Passée au forceps du triple 49-3, la loi Macron est sortie pratiquement indemne du contrôle de constitutionnalité pour son volet consacré aux professions réglementées, à l'exception de deux de ses dispositions. Ce qui est considéré comme une victoire sans appel pour ses défenseurs, mais pourrait bien s'avérer être un piège pour son instigateur, qui est maintenant confronté à la rédaction des décrets d’application.

Car les mesures concrètes qui devront être prises relèvent du casse tête chinois ,tant les objectifs affichés par une campagne de promotion (ou de publicité?) que le gouvernement s'est vu contraint de mener paraissent inconciliables, non seulement entre eux, mais également avec la réalité du terrain.
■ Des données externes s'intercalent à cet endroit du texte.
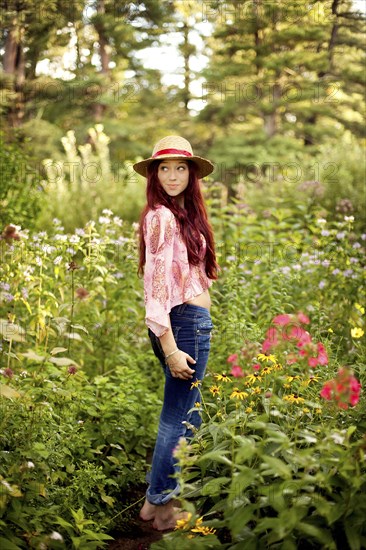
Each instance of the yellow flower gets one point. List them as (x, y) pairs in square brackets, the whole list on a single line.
[(291, 378), (202, 529), (266, 370), (222, 377), (357, 332), (184, 522), (306, 382), (292, 398), (263, 357), (237, 394)]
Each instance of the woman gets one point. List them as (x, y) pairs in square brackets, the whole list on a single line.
[(178, 260)]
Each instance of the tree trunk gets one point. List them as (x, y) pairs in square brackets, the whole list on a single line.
[(187, 79), (99, 108), (14, 65)]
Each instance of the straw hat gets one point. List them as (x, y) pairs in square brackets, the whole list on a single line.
[(174, 148)]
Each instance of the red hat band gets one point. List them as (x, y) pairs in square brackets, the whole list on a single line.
[(173, 152)]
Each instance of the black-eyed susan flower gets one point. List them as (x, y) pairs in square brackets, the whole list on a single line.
[(357, 332), (237, 394), (263, 357), (291, 378), (266, 370), (293, 398), (202, 529), (183, 523), (252, 378)]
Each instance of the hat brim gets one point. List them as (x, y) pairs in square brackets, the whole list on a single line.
[(205, 167)]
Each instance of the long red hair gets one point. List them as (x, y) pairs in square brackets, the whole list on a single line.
[(192, 219)]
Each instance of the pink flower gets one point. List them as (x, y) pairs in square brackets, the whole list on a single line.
[(237, 371), (8, 372), (302, 336), (326, 392), (344, 389), (312, 362), (303, 318), (322, 354), (283, 319)]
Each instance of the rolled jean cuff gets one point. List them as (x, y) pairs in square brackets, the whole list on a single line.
[(161, 499)]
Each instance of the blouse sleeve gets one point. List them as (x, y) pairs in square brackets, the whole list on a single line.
[(159, 228)]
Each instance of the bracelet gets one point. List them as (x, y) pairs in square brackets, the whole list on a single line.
[(170, 354)]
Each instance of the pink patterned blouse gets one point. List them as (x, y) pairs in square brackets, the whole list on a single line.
[(169, 280)]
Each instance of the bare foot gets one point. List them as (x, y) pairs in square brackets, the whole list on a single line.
[(166, 516), (147, 512)]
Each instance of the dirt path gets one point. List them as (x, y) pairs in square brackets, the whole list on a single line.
[(139, 537)]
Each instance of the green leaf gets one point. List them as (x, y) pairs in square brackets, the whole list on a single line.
[(353, 537), (62, 361), (6, 544), (275, 466), (216, 456), (11, 331), (8, 392), (34, 356), (312, 531), (56, 350), (213, 487)]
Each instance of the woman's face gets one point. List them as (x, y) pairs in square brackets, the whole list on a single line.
[(174, 177)]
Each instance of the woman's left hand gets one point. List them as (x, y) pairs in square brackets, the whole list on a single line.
[(178, 365)]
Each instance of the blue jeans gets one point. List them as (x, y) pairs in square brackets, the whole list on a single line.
[(191, 326)]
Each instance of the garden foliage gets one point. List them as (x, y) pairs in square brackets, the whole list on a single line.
[(279, 460)]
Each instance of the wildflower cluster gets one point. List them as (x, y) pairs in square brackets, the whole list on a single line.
[(288, 329), (343, 390), (185, 524)]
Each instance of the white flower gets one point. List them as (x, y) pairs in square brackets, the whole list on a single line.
[(61, 238), (74, 239)]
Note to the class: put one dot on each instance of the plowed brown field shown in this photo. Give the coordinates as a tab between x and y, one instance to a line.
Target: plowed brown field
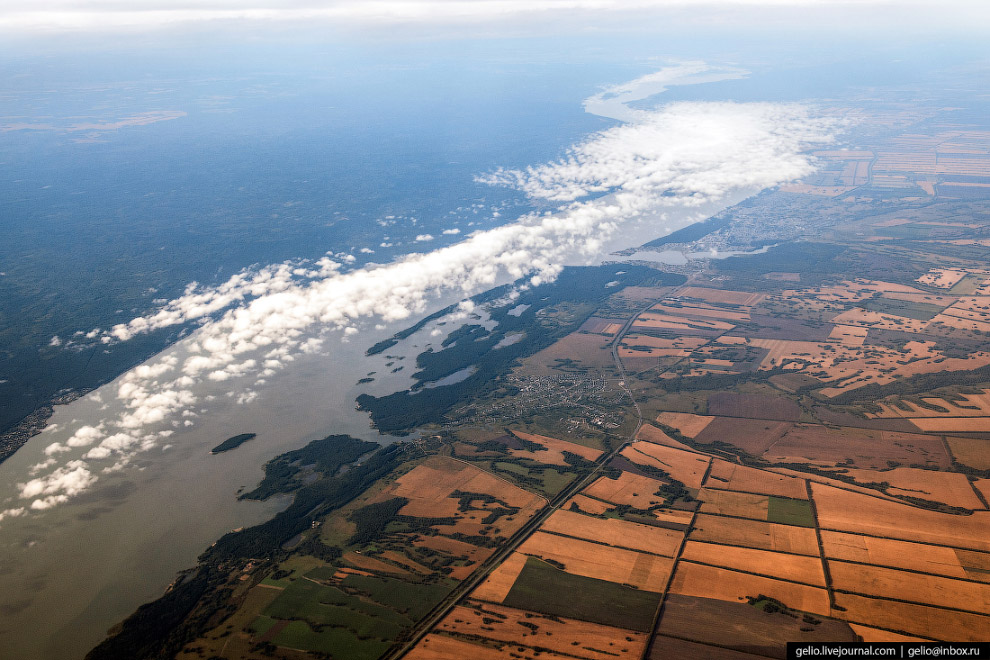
687	467
852	512
647	572
755	534
722	584
915	587
921	620
615	532
730	476
798	568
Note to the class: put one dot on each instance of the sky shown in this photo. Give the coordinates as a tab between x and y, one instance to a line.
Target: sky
123	16
681	155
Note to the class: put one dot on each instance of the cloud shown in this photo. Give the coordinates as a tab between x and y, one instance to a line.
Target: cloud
112	15
682	155
58	486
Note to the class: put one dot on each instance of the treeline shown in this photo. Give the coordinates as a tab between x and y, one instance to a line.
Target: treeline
325	456
311	502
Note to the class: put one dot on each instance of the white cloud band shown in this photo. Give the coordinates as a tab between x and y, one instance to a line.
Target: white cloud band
682	155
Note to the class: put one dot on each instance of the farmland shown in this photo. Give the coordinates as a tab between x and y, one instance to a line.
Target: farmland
792	445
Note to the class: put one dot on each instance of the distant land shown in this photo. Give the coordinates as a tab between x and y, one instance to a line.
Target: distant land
707	460
233	442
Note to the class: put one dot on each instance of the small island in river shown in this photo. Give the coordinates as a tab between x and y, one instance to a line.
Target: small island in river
232	443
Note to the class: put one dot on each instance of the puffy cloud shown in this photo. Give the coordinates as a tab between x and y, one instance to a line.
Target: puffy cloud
62	15
256	322
58	486
85	435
Il va maintenant falloir  ne pas décevoir ceux qui attendent avec impatience la diffusion de la carte des zones carencées, tout en tenant compte de la décision du Conseil Constitutionnel qui a transféré à l’Etat la charge de l’indemnité due aux notaires installés, et tout en faisant admettre que, contrairement à l’objectif annoncé , le tarif des notaires sera augmenté de façon exponentielle pour les actes les plus courants. Il va également  falloir donner l’illusion que la notion de puissance publique n’est pas écornée, alors que la mise en place des sociétés pluri professionnelles contient en germe la détention du sceau de l’Etat par des sociétés financières.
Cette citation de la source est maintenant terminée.